Tentang Mereka yang Dinilai BK(Belum Kompeten): Apakah Kita Pernah Menjadi Mereka?
Salah satu momen paling menyentuh adalah saat master asesor bertanya,
Bagaimana Anda menyampaikan hasil Belum Kompeten kepada asesi?
Ruangan hening. Tak ada jawaban teknis yang cukup. Karena ini bukan soal menyampaikan skor, tapi bagaimana menyampaikan kenyataan tanpa melukai. Saya menjawab dengan refleksi dari pengalaman saya langsung saat melakukan asesmen:
"Saya ajak asesi berefleksi. Saya tidak menyalahkan. Saya hanya menunjukkan bahwa ada celah yang masih bisa ia penuhi nanti. Saya tidak ingin ia pulang dengan perasaan gagal --- tapi dengan harapan untuk kembali."
BK bukan vonis. BK adalah titik evaluasi.

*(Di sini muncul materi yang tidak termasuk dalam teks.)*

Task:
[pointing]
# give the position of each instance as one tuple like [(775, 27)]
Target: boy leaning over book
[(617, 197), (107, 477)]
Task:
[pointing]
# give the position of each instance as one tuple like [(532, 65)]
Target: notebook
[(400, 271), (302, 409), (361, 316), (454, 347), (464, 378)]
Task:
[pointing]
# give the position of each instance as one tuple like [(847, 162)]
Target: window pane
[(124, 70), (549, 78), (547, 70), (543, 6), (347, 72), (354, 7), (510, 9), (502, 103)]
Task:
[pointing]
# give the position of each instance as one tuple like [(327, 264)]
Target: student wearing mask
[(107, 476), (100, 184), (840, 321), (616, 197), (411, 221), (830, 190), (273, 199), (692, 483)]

Dan asesornya... harus cukup manusiawi untuk menyampaikan itu.
Etika yang Tak Ditulis di Modul
Modul RCC mengajarkan kami tentang instrumen, alat bukti, dan format laporan. Tapi di antara baris-baris modul itu, saya justru belajar tentang integritas batin.
Bahwa kadang, keputusan paling benar bukan yang paling cepat. Tapi yang paling adil. Bahwa perangkat terbaik bukan yang rapi, tapi yang mengundang dialog antara penilai dan yang dinilai. Bahwa nilai paling luhur dari profesi ini bukan "kompeten" atau "belum kompeten", tapi: berani jujur, berani menguatkan.

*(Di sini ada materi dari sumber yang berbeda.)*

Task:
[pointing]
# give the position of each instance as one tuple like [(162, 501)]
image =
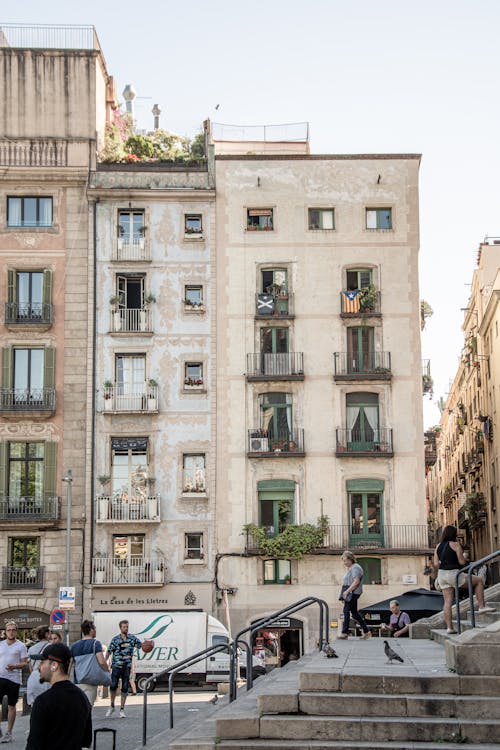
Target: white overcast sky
[(370, 77)]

Kita Bukan Mesin Penilai. Kita Penjaga Harapan.
RCC hari terakhir mengingatkan saya: perangkat bisa diperbaiki, instrumen bisa direvisi, rubrik bisa disempurnakan. Tapi perasaan manusia yang dilukai oleh cara kita menilai --- tak selalu bisa sembuh.

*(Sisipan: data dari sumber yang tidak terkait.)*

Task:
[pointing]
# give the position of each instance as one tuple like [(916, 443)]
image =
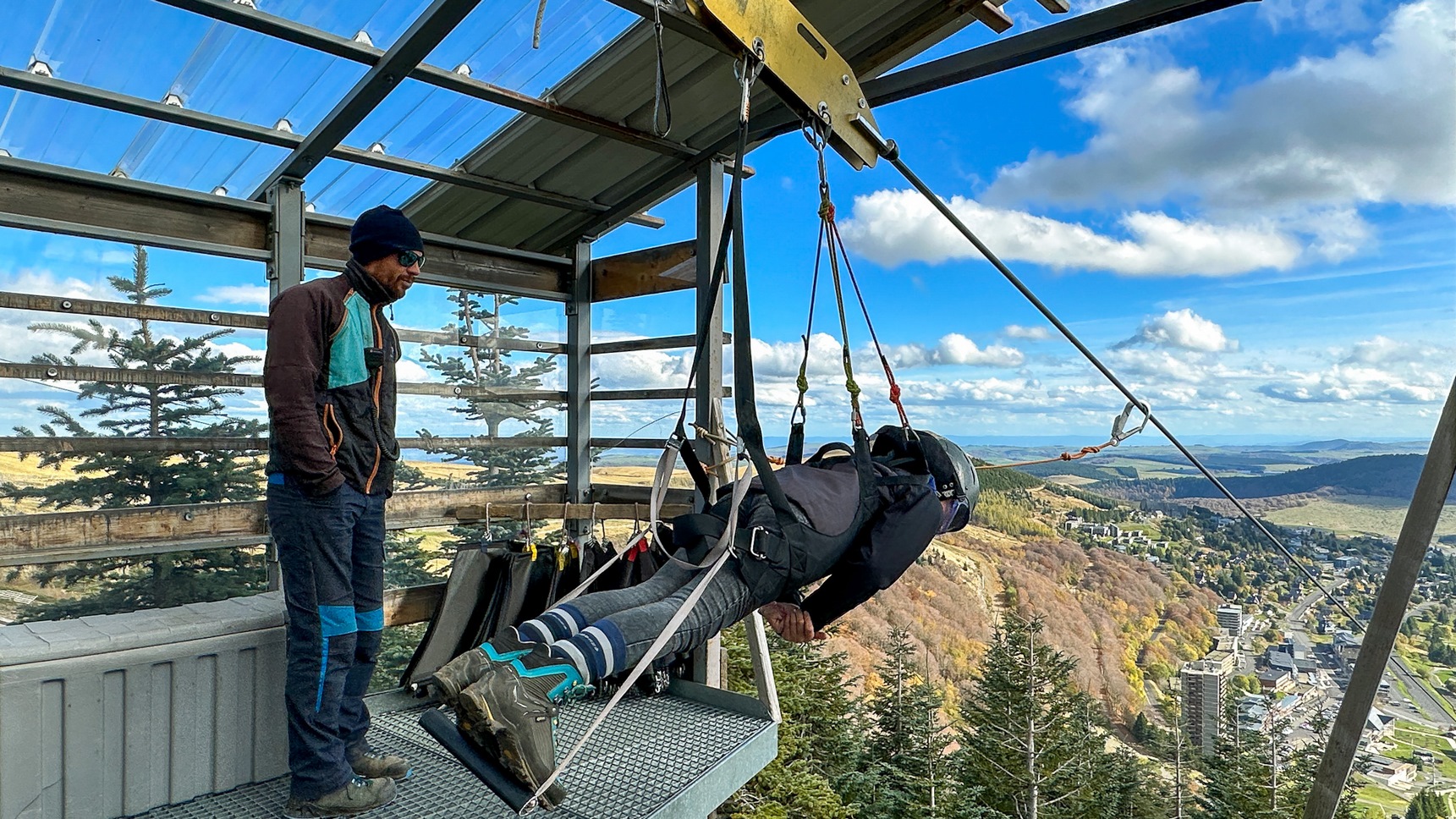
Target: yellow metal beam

Maka tugas kita bukan sekadar memastikan perangkatnya benar. Tapi juga memastikan hati kita bersih saat menggunakannya.
Ucapan Terima Kasih yang Tidak Akan Cukup dalam Kata
Sebelum saya menutup tulisan ini, izinkan saya menyampaikan rasa terima kasih yang sebesar-besarnya kepada Master Asesor kami, yang tidak hanya membimbing secara teknis, tapi juga membuka ruang refleksi yang sangat manusiawi.
Di tengah tugas validasi yang padat, beliau hadir dengan pendekatan yang tenang namun tajam, memberi ruang bagi kami untuk belajar — bukan hanya tentang perangkat, tapi juga tentang menjadi manusia yang pantas menilai manusia lain.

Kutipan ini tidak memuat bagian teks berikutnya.